Bring up clock skew explicitly. Saying 'NTP can step the clock backwards; we detect and refuse to issue IDs, configure NTP slew-only mode' is the operational signal that distinguishes a senior answer.
Mention UUIDv7 as the modern alternative. Many candidates only know UUIDv4 vs Snowflake; knowing UUIDv7 (timestamp-prefixed UUID, standardized 2022) shows you keep current.
Quantify storage. 'For 10 billion rows, 64-bit IDs save ~80 GB in just the primary key column vs UUID' is the kind of concrete number that lands.
Common Mistakes
Pitfalls to avoid in interviews
Suggesting UUIDv4 as the primary key for a high-throughput sharded database
UUIDv4 is random with no time component, so inserts hit random pages of a B-tree, causing page splits and poor cache locality. Postgres benchmarks show 5-10x slower insert rates with UUIDv4 keys vs sequential. Use Snowflake or UUIDv7 (time-prefixed) for high-throughput tables; use UUIDv4 only when ordering is irrelevant or for security-sensitive public IDs.

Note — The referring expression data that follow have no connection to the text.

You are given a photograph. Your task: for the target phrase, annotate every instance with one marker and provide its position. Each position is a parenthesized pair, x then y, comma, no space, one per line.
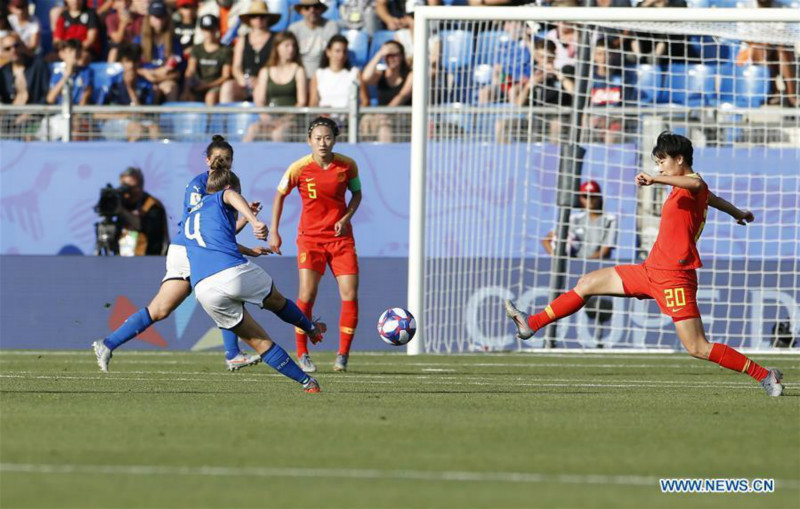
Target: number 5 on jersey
(194,235)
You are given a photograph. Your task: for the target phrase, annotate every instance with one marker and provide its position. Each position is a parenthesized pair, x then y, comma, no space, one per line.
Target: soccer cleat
(772,383)
(311,386)
(242,361)
(102,353)
(520,320)
(306,364)
(316,333)
(341,362)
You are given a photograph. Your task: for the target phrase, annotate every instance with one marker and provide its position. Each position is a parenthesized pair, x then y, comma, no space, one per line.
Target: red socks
(348,321)
(299,336)
(564,305)
(729,358)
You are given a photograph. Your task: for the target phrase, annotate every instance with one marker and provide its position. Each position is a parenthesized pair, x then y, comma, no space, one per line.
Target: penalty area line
(348,473)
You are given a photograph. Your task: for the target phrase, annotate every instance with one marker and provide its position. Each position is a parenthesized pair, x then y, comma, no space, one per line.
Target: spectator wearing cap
(313,33)
(592,233)
(77,21)
(209,65)
(26,26)
(186,28)
(161,53)
(122,27)
(24,79)
(250,53)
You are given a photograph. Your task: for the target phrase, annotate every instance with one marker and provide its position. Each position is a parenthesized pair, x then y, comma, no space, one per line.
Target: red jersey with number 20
(323,194)
(683,217)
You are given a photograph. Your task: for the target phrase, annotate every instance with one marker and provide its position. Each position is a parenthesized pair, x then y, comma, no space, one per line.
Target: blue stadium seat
(185,126)
(456,49)
(357,47)
(279,7)
(649,82)
(752,86)
(380,38)
(104,75)
(234,125)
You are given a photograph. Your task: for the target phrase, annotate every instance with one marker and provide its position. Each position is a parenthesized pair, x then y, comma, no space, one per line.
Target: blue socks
(133,326)
(231,342)
(292,315)
(277,358)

Ignoring clock skew in the Snowflake design
NTP can step the clock backwards (leap seconds, misconfigured clock fixing itself, VM time drift). If now() < last_ts, the next ID could collide with one already issued. The fix is to detect rollback and refuse to issue IDs (raise an alert), and configure the OS to use NTP slew-only mode (no step adjustments). Many production Snowflake bugs are clock-skew related.

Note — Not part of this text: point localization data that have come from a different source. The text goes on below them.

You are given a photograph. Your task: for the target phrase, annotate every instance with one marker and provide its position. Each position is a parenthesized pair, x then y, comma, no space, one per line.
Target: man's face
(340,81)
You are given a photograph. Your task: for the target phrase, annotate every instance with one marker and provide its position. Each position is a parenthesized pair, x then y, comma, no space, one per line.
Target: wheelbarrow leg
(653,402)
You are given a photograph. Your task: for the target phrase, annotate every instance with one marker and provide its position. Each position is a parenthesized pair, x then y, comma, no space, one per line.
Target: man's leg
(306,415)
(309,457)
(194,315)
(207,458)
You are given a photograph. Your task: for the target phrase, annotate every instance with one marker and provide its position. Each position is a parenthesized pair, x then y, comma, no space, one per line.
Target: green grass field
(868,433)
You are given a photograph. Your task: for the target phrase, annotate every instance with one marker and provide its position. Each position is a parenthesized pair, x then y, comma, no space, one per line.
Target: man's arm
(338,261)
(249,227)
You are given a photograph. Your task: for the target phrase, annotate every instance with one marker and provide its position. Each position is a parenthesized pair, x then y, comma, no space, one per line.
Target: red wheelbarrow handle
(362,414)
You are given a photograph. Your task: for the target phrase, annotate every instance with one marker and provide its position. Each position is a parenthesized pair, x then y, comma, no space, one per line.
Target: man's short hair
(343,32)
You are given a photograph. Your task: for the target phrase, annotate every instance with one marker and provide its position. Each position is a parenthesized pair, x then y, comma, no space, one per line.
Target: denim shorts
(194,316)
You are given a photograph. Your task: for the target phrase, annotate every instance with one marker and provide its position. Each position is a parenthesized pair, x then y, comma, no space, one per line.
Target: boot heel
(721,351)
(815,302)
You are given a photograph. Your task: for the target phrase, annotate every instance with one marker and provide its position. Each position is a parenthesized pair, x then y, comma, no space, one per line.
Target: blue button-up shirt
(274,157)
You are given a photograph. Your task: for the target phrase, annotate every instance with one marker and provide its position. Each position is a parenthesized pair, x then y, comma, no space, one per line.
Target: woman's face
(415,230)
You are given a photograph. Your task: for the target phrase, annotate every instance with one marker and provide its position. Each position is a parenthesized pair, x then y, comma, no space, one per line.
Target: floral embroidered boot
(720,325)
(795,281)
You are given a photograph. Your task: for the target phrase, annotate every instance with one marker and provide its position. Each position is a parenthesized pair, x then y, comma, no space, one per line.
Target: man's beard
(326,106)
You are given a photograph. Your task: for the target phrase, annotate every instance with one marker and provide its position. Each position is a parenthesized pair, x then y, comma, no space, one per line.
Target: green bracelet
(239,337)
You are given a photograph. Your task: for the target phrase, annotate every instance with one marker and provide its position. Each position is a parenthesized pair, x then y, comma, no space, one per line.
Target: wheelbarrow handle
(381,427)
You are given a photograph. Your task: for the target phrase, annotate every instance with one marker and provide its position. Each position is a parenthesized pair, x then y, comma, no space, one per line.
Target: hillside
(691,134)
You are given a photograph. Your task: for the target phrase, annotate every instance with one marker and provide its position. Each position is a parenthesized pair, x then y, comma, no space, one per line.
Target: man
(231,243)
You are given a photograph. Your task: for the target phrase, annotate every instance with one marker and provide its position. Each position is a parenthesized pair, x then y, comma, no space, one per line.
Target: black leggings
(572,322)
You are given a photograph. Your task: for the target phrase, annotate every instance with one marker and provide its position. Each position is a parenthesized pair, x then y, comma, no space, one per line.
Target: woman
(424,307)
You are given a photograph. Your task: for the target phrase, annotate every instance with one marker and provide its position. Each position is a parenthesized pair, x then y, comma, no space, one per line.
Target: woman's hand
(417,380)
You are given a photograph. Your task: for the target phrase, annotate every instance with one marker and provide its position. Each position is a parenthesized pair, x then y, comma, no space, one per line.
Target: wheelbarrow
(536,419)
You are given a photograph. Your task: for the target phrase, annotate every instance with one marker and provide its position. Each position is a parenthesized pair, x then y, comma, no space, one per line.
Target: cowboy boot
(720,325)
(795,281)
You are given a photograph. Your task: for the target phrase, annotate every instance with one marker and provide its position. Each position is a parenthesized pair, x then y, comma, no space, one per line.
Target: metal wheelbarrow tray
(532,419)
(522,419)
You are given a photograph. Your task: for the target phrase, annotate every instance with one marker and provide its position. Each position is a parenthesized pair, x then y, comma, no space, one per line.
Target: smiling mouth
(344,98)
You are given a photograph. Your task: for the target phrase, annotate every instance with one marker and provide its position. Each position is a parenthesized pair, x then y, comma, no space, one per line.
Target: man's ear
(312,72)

Trying to make Snowflake IDs strictly globally ordered
Snowflake guarantees strict ordering only WITHIN a single worker. Across workers, two IDs in the same ms compare by worker_id, not by physical wall-clock arrival. For most use cases this is fine; if you need strict global ordering you need a single counter or hybrid logical clocks, which has fundamental scalability limits.

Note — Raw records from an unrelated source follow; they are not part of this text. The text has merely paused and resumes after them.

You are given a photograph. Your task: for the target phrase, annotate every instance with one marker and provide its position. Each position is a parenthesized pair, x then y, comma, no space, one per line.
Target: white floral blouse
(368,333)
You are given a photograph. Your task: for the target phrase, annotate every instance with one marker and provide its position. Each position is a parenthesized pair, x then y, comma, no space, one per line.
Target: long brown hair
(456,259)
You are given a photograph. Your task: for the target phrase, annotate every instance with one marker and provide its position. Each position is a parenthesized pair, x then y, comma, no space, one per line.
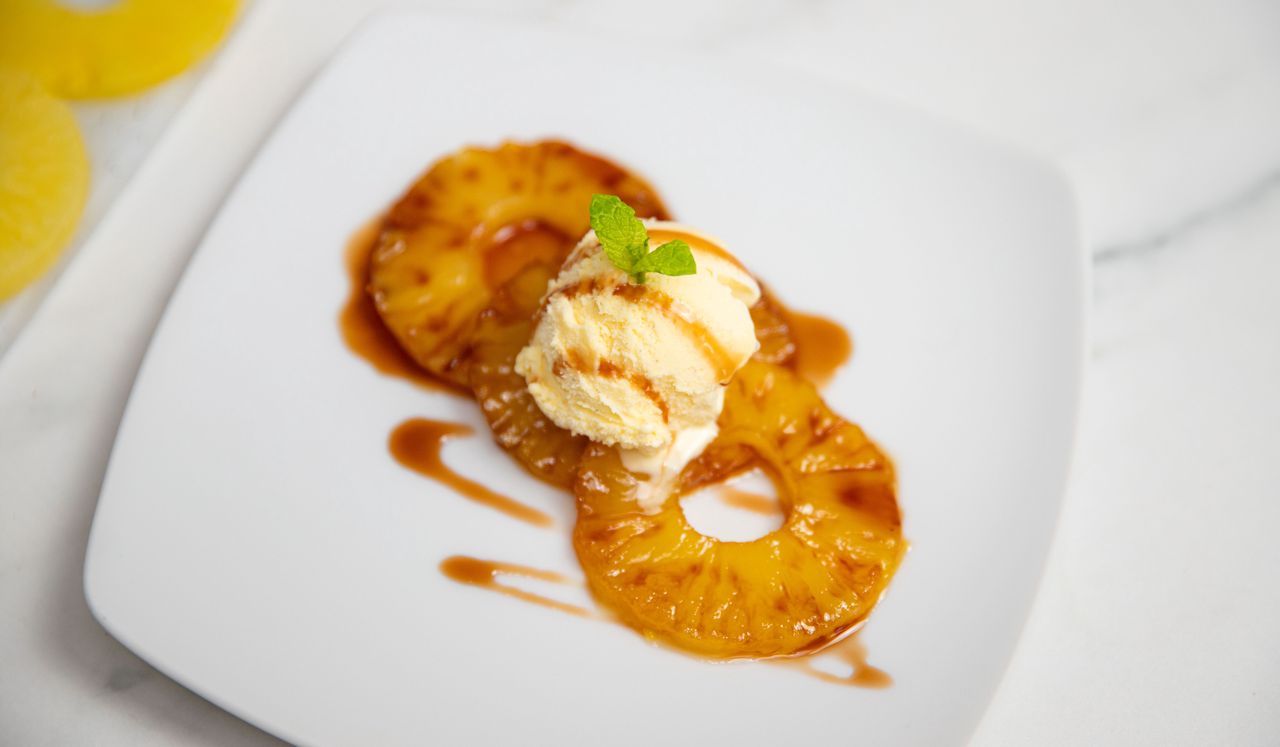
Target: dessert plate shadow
(256,541)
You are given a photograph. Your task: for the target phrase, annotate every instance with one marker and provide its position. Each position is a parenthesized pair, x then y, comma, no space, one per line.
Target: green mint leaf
(673,257)
(620,232)
(626,242)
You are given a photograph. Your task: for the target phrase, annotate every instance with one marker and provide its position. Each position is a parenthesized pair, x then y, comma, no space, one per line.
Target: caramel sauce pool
(417,443)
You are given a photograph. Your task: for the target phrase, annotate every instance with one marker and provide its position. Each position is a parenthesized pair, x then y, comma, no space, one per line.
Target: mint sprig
(626,242)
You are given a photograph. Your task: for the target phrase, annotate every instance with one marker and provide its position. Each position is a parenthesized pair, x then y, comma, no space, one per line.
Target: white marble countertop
(1157,614)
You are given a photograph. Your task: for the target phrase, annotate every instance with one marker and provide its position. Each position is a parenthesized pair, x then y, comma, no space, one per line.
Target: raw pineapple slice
(123,47)
(787,592)
(44,179)
(475,220)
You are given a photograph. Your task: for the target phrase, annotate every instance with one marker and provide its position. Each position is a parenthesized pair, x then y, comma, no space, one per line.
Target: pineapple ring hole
(741,509)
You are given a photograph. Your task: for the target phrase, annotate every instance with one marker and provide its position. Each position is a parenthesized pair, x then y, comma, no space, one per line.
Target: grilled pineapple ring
(786,592)
(471,224)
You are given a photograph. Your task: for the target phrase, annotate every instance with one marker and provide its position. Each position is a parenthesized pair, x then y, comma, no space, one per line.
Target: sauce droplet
(853,652)
(487,573)
(364,330)
(748,500)
(417,443)
(822,345)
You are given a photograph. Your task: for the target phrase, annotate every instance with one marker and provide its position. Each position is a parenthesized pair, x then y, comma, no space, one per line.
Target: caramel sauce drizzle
(488,573)
(851,651)
(417,443)
(661,235)
(722,362)
(746,500)
(822,345)
(364,331)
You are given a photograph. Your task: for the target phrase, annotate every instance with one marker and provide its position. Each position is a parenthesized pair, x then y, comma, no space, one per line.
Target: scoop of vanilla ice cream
(643,366)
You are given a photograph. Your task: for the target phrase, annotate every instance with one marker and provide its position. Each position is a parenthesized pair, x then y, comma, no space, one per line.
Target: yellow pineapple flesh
(119,49)
(786,592)
(44,179)
(474,221)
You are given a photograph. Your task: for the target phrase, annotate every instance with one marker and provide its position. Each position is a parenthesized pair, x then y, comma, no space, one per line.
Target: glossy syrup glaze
(364,331)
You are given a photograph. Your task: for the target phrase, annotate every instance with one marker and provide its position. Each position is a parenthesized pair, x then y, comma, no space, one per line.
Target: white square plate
(256,541)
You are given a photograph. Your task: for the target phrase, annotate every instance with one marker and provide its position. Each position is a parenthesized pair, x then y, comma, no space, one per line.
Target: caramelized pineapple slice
(786,592)
(474,221)
(44,179)
(119,49)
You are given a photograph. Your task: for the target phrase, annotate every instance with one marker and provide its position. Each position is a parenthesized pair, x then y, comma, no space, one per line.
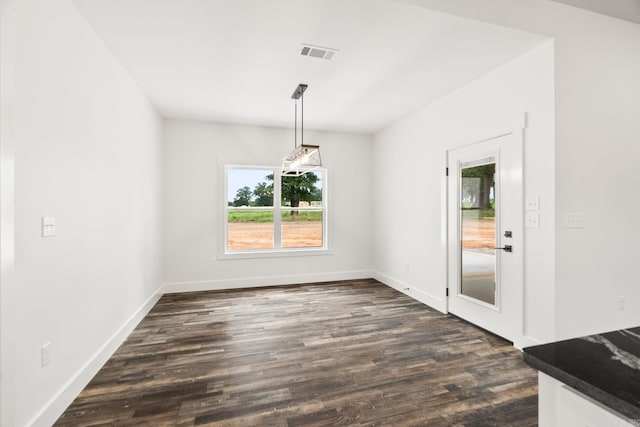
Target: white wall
(597,63)
(408,212)
(87,151)
(195,155)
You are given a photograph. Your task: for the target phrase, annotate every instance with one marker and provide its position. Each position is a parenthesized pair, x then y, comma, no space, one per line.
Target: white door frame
(516,129)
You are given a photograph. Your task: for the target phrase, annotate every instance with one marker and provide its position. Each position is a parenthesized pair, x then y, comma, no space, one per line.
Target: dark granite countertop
(605,367)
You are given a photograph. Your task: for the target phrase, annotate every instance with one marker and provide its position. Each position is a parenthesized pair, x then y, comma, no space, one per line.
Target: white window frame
(277,250)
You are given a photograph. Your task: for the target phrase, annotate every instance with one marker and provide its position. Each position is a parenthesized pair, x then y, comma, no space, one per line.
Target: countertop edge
(623,408)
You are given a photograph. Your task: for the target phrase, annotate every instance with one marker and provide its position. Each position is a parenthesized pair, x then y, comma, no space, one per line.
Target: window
(266,212)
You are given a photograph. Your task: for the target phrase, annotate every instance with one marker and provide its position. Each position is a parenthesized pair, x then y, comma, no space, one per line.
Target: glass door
(478,230)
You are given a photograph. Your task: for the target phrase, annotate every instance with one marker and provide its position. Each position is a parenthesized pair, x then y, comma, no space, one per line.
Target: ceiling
(238,61)
(629,10)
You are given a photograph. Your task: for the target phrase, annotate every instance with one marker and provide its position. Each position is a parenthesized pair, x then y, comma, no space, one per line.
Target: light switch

Using a centralized ID service in the request hot path
A centralized service adds a network call per ID. At 1M IDs/sec across 100 servers, that is 1M extra RPCs/sec to one service. Use an embedded library that generates locally with a worker_id obtained at startup; the centralized component (Zookeeper) is consulted only when a worker starts, not per ID.
Hardcoding worker IDs in config
Hardcoding worker_id per app server forces you to manage 1024 unique IDs by hand and breaks blue-green deploys (two processes claim the same ID transiently). Use Zookeeper or etcd ephemeral nodes: the process claims the lowest unused ID at startup, releases on shutdown, with a cool-down before reassignment.